Adversarial Attack and Defense of YOLO Detectors in Autonomous Driving Scenarios
This addresses the problem of adversarial attacks on object detection systems in autonomous vehicles, which is critical for safety but incremental as it builds on prior work by focusing on the objectness aspect.
The paper identifies a serious objectness-related adversarial vulnerability in YOLO detectors for autonomous driving and proposes an attack strategy that is 45.17% and 43.50% more effective than existing methods on KITTI and COCO traffic datasets, along with a defense approach that improves robustness by up to 21% and 12% mAP.
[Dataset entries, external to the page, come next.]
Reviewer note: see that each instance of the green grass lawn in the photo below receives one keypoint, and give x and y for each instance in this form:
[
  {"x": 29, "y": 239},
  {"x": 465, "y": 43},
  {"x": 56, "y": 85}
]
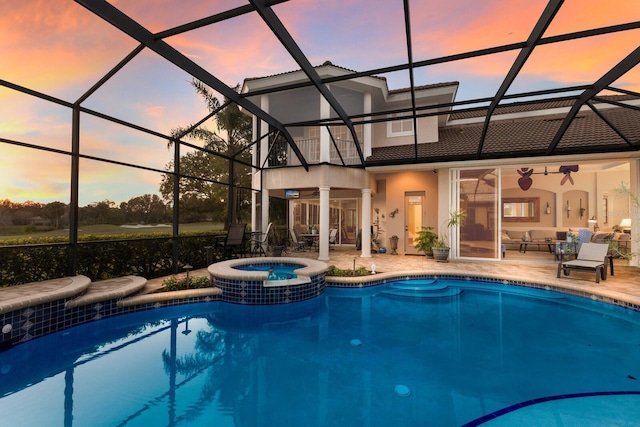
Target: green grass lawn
[{"x": 107, "y": 229}]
Visual detection is a key task in autonomous driving, and it serves as a crucial foundation for self-driving planning and control. Deep neural networks have achieved promising results in various visual tasks, but they are known to be vulnerable to adversarial attacks. A comprehensive understanding of deep visual detectors' vulnerability is required before people can improve their robustness. However, only a few adversarial attack/defense works have focused on object detection, and most of them employed only classification and/or localization losses, ignoring the objectness aspect. In this paper, we identify a serious objectness-related adversarial vulnerability in YOLO detectors and present an effective attack strategy targeting the objectness aspect of visual detection in autonomous vehicles. Furthermore, to address such vulnerability, we propose a new objectness-aware adversarial training approach for visual detection. Experiments show that the proposed attack targeting the objectness aspect is 45.17% and 43.50% more effective than those generated from classification and/or localization losses on the KITTI and COCO traffic datasets, respectively. Also, the proposed adversarial defense approach can improve the detectors' robustness against objectness-oriented attacks by up to 21% and 12% mAP on KITTI and COCO traffic, respectively.